Les Hybres : Un chasseur de créature étrange se retrouve piégé à son tour. Classique, mais magique.
El Levir et le livre : Un Scribe se voit dicté le texte de sa vie.
Sam va mieux : du post-apocalyptique troublant et très bien maîtrisé. Un homme solitaire suit une musique dans une ville en ruine. Poignant!
Une stupéfiante salve d’escarbilles de houille écarlate : course épique d’engins volants pour faire plaisir au Barf, se déroulant dans la ville d’Alticcio (la Horde du Contrevent). Nous suivons ces participants usant du mu dans une course où le plus vif l’emportera.
Aucun souvenir assez solide : nouvelle de deux pages seulement qui peuvent suffir à vous bouleverser.
Damasio à travers ces nouvelles nous livre différentes variations sur des thèmes qui lui sont chers : les sociétés de contrôle, les moyens de lutter contre de telles sociétés, et il s’attarde également sur les interactions entre les personnages, notamment à travers le prisme de l’influence des nouvelles technologies.
Une nouvelle fois Damasio nous prouve sa maîtrise de la langue française, il en joue admirablement bien, notamment dans les Les Hauts® Parleurs®.
Dans ses nouvelles “engagées” les niveaux de lectures sont multiples et forcent à la réflection. Toutefois, certains des univers en découlant sont clairement difficiles d’accès, et si ils servent des propos forts, les histoires en elles-mêmes ne m’ont pas passionnées.
Ses nouvelles “plus classiques” sont rafraîchissantes, et Damasio nous propose de beaux textes, tantôt touchants, tantôt épiques.
La postface de Systar tend à mettre en avant les différentes notions philosophiques dont s’inspire Damasio dans ses écrits. Il s’agit d’une lecture complexe et exigeante pour un néophyte en philosophie. Après, savoir si il est nécessaire d’expliquer une oeuvre pour l’apprécier est un autre débat.

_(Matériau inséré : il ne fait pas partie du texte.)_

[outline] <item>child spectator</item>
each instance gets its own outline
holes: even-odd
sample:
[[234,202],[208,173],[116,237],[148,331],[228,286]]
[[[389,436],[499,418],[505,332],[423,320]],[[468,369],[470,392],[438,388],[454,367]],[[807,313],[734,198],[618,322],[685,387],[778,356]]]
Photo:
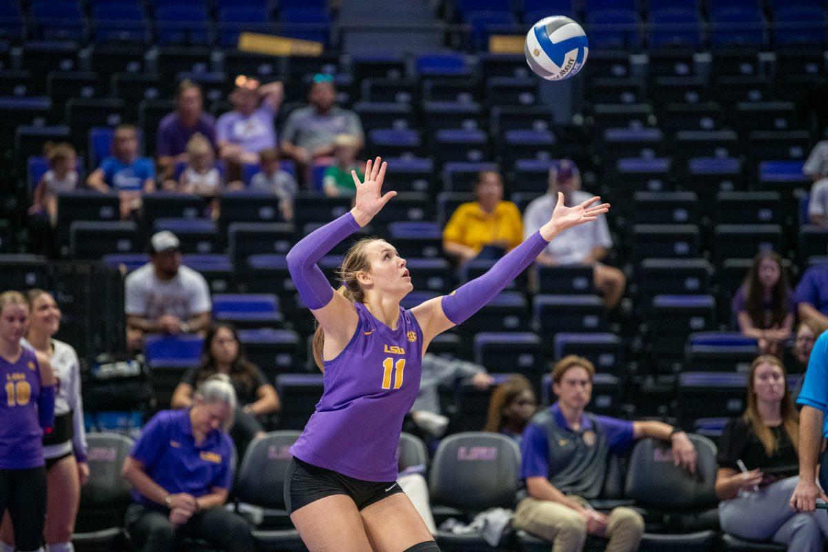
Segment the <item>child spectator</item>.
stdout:
[[293,198],[299,187],[296,180],[279,165],[279,152],[274,148],[259,152],[259,168],[250,180],[250,190],[271,193],[279,198],[279,209],[285,220],[293,220]]
[[354,197],[357,194],[356,185],[351,170],[357,171],[357,176],[363,177],[364,168],[357,162],[359,141],[349,134],[339,134],[334,142],[334,164],[325,170],[322,185],[328,197]]
[[86,184],[104,194],[114,190],[121,199],[121,218],[128,218],[141,209],[142,193],[155,191],[155,167],[152,159],[138,156],[138,135],[132,125],[115,128],[112,153]]
[[46,142],[43,149],[50,169],[41,177],[35,188],[29,214],[45,213],[49,216],[49,222],[55,226],[57,223],[57,194],[70,192],[78,187],[78,171],[75,170],[78,156],[72,145],[65,142],[59,144]]

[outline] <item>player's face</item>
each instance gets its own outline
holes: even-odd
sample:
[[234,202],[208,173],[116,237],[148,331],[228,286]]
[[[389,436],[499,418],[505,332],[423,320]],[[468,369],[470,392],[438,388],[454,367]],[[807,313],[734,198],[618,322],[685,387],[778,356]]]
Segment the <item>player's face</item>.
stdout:
[[29,329],[52,336],[60,328],[60,308],[48,293],[41,293],[31,305]]
[[219,328],[213,336],[210,351],[217,362],[230,364],[238,356],[238,342],[233,337],[233,332],[227,328]]
[[506,417],[518,424],[525,424],[535,414],[535,395],[527,390],[512,400],[503,412]]
[[560,383],[552,384],[552,391],[564,406],[583,409],[592,397],[592,379],[586,368],[576,366],[564,372]]
[[403,295],[414,289],[406,267],[406,260],[399,256],[394,246],[377,240],[367,246],[366,254],[371,262],[371,278],[377,290]]
[[753,392],[763,402],[778,402],[785,395],[785,375],[775,364],[759,364],[753,372]]
[[759,282],[765,287],[773,287],[779,281],[781,273],[779,265],[773,259],[762,259],[759,262]]
[[0,338],[11,343],[20,343],[29,324],[29,307],[13,303],[0,310]]
[[811,351],[814,348],[814,342],[816,336],[811,331],[811,329],[802,324],[797,332],[797,340],[793,347],[793,353],[802,364],[806,364],[811,358]]

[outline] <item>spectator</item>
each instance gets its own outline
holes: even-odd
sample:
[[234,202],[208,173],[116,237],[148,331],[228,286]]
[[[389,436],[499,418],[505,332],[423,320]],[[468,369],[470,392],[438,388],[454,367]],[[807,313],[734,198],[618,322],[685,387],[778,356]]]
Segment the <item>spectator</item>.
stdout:
[[273,194],[279,198],[279,209],[285,220],[293,220],[293,199],[299,186],[291,173],[282,170],[279,151],[276,148],[259,152],[259,168],[250,180],[250,190],[265,194]]
[[356,185],[351,171],[355,170],[360,179],[365,176],[365,166],[357,162],[358,142],[353,136],[340,134],[334,142],[334,164],[325,170],[322,185],[328,197],[354,197]]
[[[799,415],[778,358],[758,357],[748,376],[748,408],[728,422],[719,441],[716,496],[722,530],[773,540],[790,552],[822,550],[828,516],[797,513],[788,501],[798,482]],[[741,473],[739,462],[749,470]]]
[[128,218],[141,209],[142,192],[155,191],[155,167],[152,161],[138,156],[138,134],[132,125],[115,128],[113,155],[86,180],[95,190],[118,193],[121,199],[121,218]]
[[589,503],[601,492],[609,454],[652,437],[672,443],[675,462],[696,470],[696,449],[681,430],[585,412],[595,373],[586,358],[561,358],[552,368],[557,402],[536,415],[523,432],[521,477],[528,496],[518,502],[513,526],[552,541],[556,552],[580,551],[587,534],[609,538],[607,550],[613,552],[638,549],[644,530],[640,514],[621,507],[606,516]]
[[828,326],[828,262],[814,265],[805,271],[793,297],[799,319]]
[[336,137],[348,134],[361,150],[364,136],[359,117],[336,105],[336,88],[330,74],[315,74],[308,89],[308,103],[294,110],[282,130],[282,149],[304,170],[318,157],[334,153]]
[[258,163],[259,151],[276,147],[273,118],[285,89],[279,81],[261,84],[257,79],[236,77],[230,94],[233,109],[219,118],[215,136],[219,156],[239,170],[245,163]]
[[172,178],[176,165],[187,163],[187,144],[196,134],[207,138],[215,149],[215,119],[204,110],[201,87],[182,80],[176,91],[176,111],[158,124],[158,170],[164,180]]
[[49,170],[41,177],[29,208],[30,215],[46,214],[52,226],[57,224],[57,194],[78,187],[78,156],[72,145],[47,142],[44,147]]
[[259,419],[279,411],[279,396],[262,370],[244,358],[236,329],[217,323],[210,326],[205,338],[201,365],[184,374],[172,395],[171,406],[192,406],[195,389],[214,374],[226,374],[236,391],[238,407],[230,436],[242,454],[253,438],[264,434]]
[[449,419],[440,408],[439,388],[453,386],[458,381],[465,381],[481,391],[489,389],[494,380],[479,364],[458,358],[443,358],[426,353],[422,357],[420,389],[414,406],[409,412],[411,421],[416,428],[407,428],[411,433],[419,434],[424,439],[443,436],[449,425]]
[[474,201],[457,208],[443,229],[443,249],[460,264],[474,258],[500,258],[522,241],[520,211],[511,201],[503,201],[503,181],[497,171],[480,171],[474,196]]
[[532,383],[515,375],[495,387],[489,401],[489,417],[484,431],[501,433],[520,444],[523,430],[535,415],[537,402]]
[[150,239],[150,262],[126,279],[127,347],[139,350],[145,334],[206,329],[212,305],[204,276],[181,265],[181,242],[166,230]]
[[[563,159],[549,170],[549,190],[526,208],[523,234],[531,236],[549,220],[562,194],[564,204],[577,205],[594,197],[580,190],[580,173],[572,161]],[[544,218],[546,217],[546,218]],[[595,224],[583,224],[562,233],[550,242],[537,257],[543,266],[585,265],[594,269],[595,287],[604,294],[604,305],[614,309],[621,300],[627,278],[618,268],[601,262],[613,246],[605,217],[599,217]]]
[[228,552],[255,550],[250,527],[224,507],[233,482],[233,443],[224,430],[236,408],[229,378],[204,382],[191,408],[161,410],[144,426],[123,463],[132,486],[130,539],[144,552],[179,550],[180,537]]
[[739,331],[758,340],[762,354],[782,355],[793,329],[795,306],[777,253],[763,252],[753,257],[732,308]]

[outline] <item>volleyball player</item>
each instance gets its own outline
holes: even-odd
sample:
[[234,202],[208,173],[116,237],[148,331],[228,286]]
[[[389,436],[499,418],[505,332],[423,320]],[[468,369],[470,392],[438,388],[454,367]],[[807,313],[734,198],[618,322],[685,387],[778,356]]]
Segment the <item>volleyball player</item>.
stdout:
[[551,220],[488,272],[449,295],[407,310],[412,289],[406,262],[381,239],[363,239],[345,254],[339,292],[315,264],[368,224],[396,192],[382,194],[386,164],[353,174],[354,209],[306,236],[287,255],[302,300],[319,323],[313,353],[324,391],[291,447],[285,502],[310,552],[439,550],[411,501],[395,482],[402,418],[416,396],[421,361],[431,339],[462,323],[498,295],[566,228],[609,209],[592,198],[559,200]]
[[[71,345],[53,339],[60,329],[60,308],[43,290],[26,293],[29,329],[24,347],[49,358],[55,372],[55,424],[43,438],[46,462],[46,541],[49,552],[71,552],[72,533],[80,504],[80,487],[89,477],[86,463],[86,431],[80,401],[80,365]],[[11,552],[14,535],[7,516],[0,530],[0,550]],[[7,550],[2,550],[7,547]]]
[[8,508],[21,552],[42,550],[46,510],[43,434],[55,420],[49,359],[24,348],[26,298],[0,294],[0,512]]

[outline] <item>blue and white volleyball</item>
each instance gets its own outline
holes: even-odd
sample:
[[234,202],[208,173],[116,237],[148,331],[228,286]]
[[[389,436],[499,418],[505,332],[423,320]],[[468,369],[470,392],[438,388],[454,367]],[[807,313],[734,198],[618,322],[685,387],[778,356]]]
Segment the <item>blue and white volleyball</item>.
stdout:
[[586,63],[589,46],[586,33],[575,22],[564,16],[544,17],[526,33],[526,61],[538,76],[564,80]]

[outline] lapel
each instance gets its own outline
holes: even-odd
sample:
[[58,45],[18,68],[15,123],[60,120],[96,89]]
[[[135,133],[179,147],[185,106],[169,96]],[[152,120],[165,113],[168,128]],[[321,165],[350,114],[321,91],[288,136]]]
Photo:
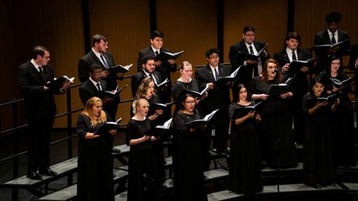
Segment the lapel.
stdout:
[[104,67],[103,64],[102,63],[102,62],[101,62],[101,61],[100,61],[99,59],[98,59],[98,57],[97,57],[97,56],[96,56],[96,55],[95,54],[95,53],[93,52],[93,51],[92,51],[91,49],[90,51],[90,52],[91,52],[91,56],[92,58],[92,59],[93,59],[93,60],[95,61],[95,62],[96,64],[99,64],[101,65],[101,66],[102,66],[102,70],[105,70],[106,67]]
[[207,73],[208,78],[209,78],[209,80],[211,80],[211,81],[210,82],[215,82],[215,80],[214,75],[213,74],[213,71],[211,71],[211,68],[209,64],[206,65],[206,70],[205,71]]

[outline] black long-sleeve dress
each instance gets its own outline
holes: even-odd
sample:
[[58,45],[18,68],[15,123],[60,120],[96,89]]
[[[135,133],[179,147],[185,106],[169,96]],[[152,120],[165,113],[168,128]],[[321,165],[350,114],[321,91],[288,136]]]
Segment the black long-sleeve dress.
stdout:
[[[233,103],[229,109],[229,116],[232,118],[236,109],[254,105],[253,101],[246,106]],[[231,119],[228,189],[236,193],[261,192],[261,163],[256,121],[251,118],[235,125],[235,120]]]
[[185,124],[201,119],[197,110],[194,114],[178,111],[174,117],[174,196],[177,200],[207,200],[202,154],[203,131],[190,133]]
[[[150,129],[148,118],[143,121],[131,119],[127,125],[126,144],[129,146],[131,140],[142,138],[141,134]],[[156,162],[150,140],[130,146],[128,177],[128,200],[159,199]]]
[[331,105],[317,109],[309,115],[309,108],[305,108],[304,106],[307,99],[311,97],[309,94],[307,94],[302,99],[303,111],[306,115],[303,149],[303,180],[308,185],[326,186],[334,183],[331,133],[328,120]]
[[[107,121],[111,119],[107,115]],[[113,158],[111,144],[105,137],[84,139],[86,133],[94,133],[104,123],[91,126],[90,117],[78,116],[76,123],[78,141],[77,199],[79,200],[115,200],[113,183]]]
[[[332,78],[328,75],[326,70],[322,72],[328,78]],[[338,72],[335,78],[340,81],[348,79],[344,72]],[[333,86],[331,82],[328,81],[326,91],[332,90]],[[348,166],[349,165],[355,166],[355,140],[354,140],[354,120],[353,112],[353,106],[348,96],[350,90],[349,85],[345,85],[341,90],[338,98],[340,104],[337,106],[335,111],[332,113],[330,118],[329,124],[333,132],[332,142],[333,149],[333,161],[335,167],[339,166]]]
[[[284,83],[286,77],[281,83]],[[276,84],[274,80],[261,81],[261,77],[253,79],[249,87],[248,97],[251,98],[253,94],[267,94],[271,85]],[[292,122],[290,121],[289,99],[278,98],[280,106],[279,127],[278,113],[278,98],[272,95],[262,103],[260,111],[262,125],[260,131],[264,139],[264,158],[268,166],[271,167],[289,168],[297,165],[295,152],[295,142],[292,134]],[[279,135],[279,128],[280,136]],[[276,142],[281,137],[279,150],[279,163],[277,163],[278,154]]]

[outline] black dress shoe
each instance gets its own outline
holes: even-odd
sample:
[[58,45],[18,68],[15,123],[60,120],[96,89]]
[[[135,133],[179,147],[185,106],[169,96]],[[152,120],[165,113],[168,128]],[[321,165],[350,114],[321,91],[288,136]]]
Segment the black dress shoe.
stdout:
[[28,172],[26,174],[26,177],[33,180],[42,180],[42,177],[36,172]]
[[112,147],[111,152],[113,153],[114,153],[114,154],[119,154],[121,153],[120,150],[118,149],[118,148],[116,148],[114,147]]
[[221,154],[230,154],[230,150],[228,149],[227,148],[225,148],[224,149],[216,149],[217,151],[216,152],[219,152]]
[[38,173],[40,174],[47,175],[48,176],[56,176],[57,174],[57,172],[51,170],[50,168],[40,169],[38,170]]

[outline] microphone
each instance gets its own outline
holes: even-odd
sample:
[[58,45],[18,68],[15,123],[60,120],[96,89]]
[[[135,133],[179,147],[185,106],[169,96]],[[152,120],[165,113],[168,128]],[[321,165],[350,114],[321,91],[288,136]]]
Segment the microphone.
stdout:
[[281,70],[282,69],[283,69],[283,68],[278,68],[278,69],[275,69],[275,70],[273,70],[273,71],[272,71],[272,72],[278,72],[278,71],[281,71]]

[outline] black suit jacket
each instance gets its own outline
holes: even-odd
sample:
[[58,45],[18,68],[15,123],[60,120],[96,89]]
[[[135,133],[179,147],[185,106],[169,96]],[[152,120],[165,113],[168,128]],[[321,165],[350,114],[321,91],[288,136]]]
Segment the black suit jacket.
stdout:
[[[219,77],[230,75],[231,69],[229,66],[219,64],[218,67]],[[198,82],[199,91],[203,90],[206,87],[207,84],[214,83],[215,81],[209,64],[196,68],[195,78]],[[230,87],[226,85],[216,85],[214,89],[208,91],[208,97],[205,98],[200,104],[202,106],[204,115],[206,115],[219,108],[227,110],[231,102]]]
[[[116,65],[113,57],[110,53],[106,52],[103,55],[110,67]],[[93,64],[99,64],[102,66],[103,70],[106,70],[106,68],[102,64],[101,61],[96,56],[93,51],[91,49],[89,53],[84,56],[78,62],[78,77],[81,82],[84,83],[88,80],[90,78],[90,66]],[[107,77],[102,78],[102,80],[107,82],[108,85],[107,89],[110,91],[114,90],[117,88],[117,80],[123,80],[123,78],[117,79],[117,77],[115,74],[109,74]]]
[[[101,80],[100,81],[100,84],[101,85],[102,90],[107,90],[107,86],[106,81]],[[81,101],[82,101],[82,103],[83,104],[83,106],[86,105],[87,100],[95,96],[98,90],[97,87],[95,86],[89,79],[81,85],[79,92],[80,93],[80,98],[81,98]],[[106,111],[104,109],[103,109],[103,110]]]
[[[167,48],[162,47],[160,49],[160,52],[165,52],[166,53],[171,53],[170,50]],[[155,53],[153,51],[151,46],[149,46],[148,47],[143,49],[139,51],[139,56],[138,57],[138,71],[139,72],[142,69],[143,69],[143,66],[142,66],[142,58],[145,56],[150,55],[153,58],[155,58]],[[173,65],[171,65],[170,63],[167,62],[163,62],[159,66],[159,67],[155,68],[155,71],[158,71],[162,74],[162,77],[164,79],[167,78],[170,79],[170,72],[175,72],[176,70],[176,63],[174,63]]]
[[53,94],[62,94],[60,89],[45,91],[43,86],[54,80],[54,69],[48,64],[42,66],[45,74],[43,79],[30,61],[21,64],[17,69],[17,81],[24,92],[24,113],[27,118],[53,118],[56,109]]
[[[254,40],[254,46],[256,49],[256,51],[259,51],[265,46],[265,43],[261,41]],[[240,65],[243,65],[244,61],[244,58],[239,57],[238,52],[241,52],[249,54],[248,48],[246,47],[245,41],[241,40],[239,42],[237,42],[232,45],[230,47],[230,52],[229,53],[229,59],[231,63],[232,71],[236,70]],[[266,51],[267,52],[267,51]],[[260,57],[260,60],[262,65],[265,64],[265,62],[268,59],[271,58],[268,53],[266,57],[262,56]],[[237,84],[243,84],[245,86],[249,86],[251,80],[252,79],[252,73],[254,70],[254,67],[257,66],[257,64],[248,65],[245,66],[242,66],[238,72],[236,81]],[[259,73],[260,72],[259,72]]]
[[[155,79],[157,83],[161,83],[163,82],[162,76],[159,72],[154,71],[153,74],[154,76],[154,78]],[[145,78],[147,78],[147,76],[144,73],[144,70],[143,70],[143,67],[142,67],[141,71],[137,72],[132,76],[132,78],[130,80],[130,87],[131,87],[132,89],[132,95],[133,96],[133,98],[135,98],[135,96],[136,96],[136,93],[137,92],[137,90],[138,90],[138,87],[139,87],[139,85],[141,84],[142,80]],[[160,93],[160,92],[159,92],[159,93]],[[158,94],[158,95],[159,95],[159,94]]]
[[[309,53],[308,51],[305,49],[298,48],[297,49],[297,60],[299,61],[306,61],[309,59]],[[284,48],[281,51],[275,53],[274,55],[274,59],[275,59],[280,64],[280,67],[282,68],[286,63],[289,63],[289,59],[287,56],[287,53],[286,48]],[[313,65],[308,65],[308,66],[309,71],[313,68]],[[296,78],[294,82],[292,83],[293,87],[295,89],[295,94],[297,94],[296,96],[298,98],[302,100],[302,96],[308,92],[308,81],[307,79],[307,74],[308,73],[303,72],[299,69],[290,69],[284,74],[287,76],[287,78],[293,77],[296,75]]]
[[[345,43],[343,48],[340,48],[336,53],[336,55],[341,57],[341,66],[343,65],[343,63],[342,56],[343,55],[349,55],[350,54],[350,41],[348,33],[339,30],[338,41],[337,42],[341,42],[346,39],[348,40],[348,42]],[[317,33],[315,35],[314,45],[322,45],[328,44],[331,44],[331,41],[329,39],[329,35],[326,29],[321,32]],[[322,51],[318,51],[315,52],[315,54],[316,54],[317,57],[318,57],[315,70],[316,74],[318,74],[322,72],[322,70],[329,65],[329,55],[327,55],[326,52]]]

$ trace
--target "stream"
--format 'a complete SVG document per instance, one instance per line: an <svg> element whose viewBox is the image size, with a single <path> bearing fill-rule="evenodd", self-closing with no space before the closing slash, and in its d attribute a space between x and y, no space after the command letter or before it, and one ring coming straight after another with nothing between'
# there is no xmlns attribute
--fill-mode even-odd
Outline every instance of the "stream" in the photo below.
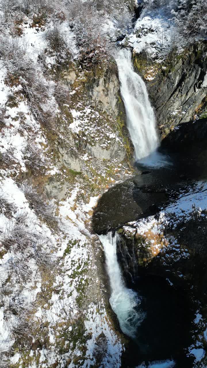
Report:
<svg viewBox="0 0 207 368"><path fill-rule="evenodd" d="M132 282L124 279L115 230L130 221L155 215L180 195L193 191L198 183L205 183L207 149L200 142L175 153L158 148L153 109L131 58L129 50L121 50L116 61L138 174L100 199L92 219L93 231L104 250L111 307L121 330L130 339L122 367L187 368L192 366L183 352L190 343L191 302L185 293L171 288L158 276L138 275L136 279L132 277Z"/></svg>

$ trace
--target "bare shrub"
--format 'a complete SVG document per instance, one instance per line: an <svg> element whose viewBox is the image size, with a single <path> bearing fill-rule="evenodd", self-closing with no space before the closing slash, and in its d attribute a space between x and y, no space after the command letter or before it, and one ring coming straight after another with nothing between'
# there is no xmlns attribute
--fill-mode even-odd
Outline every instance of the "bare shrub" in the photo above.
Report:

Pour conclure, je retiendrai principalement de ce recueil les nouvelles suivantes : Les Hauts® Parleurs®, Les Hybres, Sam va mieux, Une stupéfiante salve d’escarbilles de houille écarlate, et Le Bruit des Bagues.
Les autres nouvelles, mêmes si elles m’ont réellement captivées par les idées qu’elles développent, m’ont moins convaincues en tant que récit à proprement parlé. Mais peut être est-ce aussi dû au format court des nouvelles.
Aucun souvenir assez solide est un recueil de textes riches mais dont l’accès est par moment difficile, il ne plaira clairement pas à tout le monde, mais personnellement retrouver la plume et les idées si percutantes d’Alain Damasio m’a une nouvelle fois emporté.
Avez-vous ce recueil? Quels sont pour vous les textes les plus marquants ?
Merci pour la critique.
J’avais aimé la Horde du Contrevent.
Livre incroyable : un véritable livre univers parfois peu facile (sa lecture relevant parfois du « contre »).
Même dans sa construction il est à part.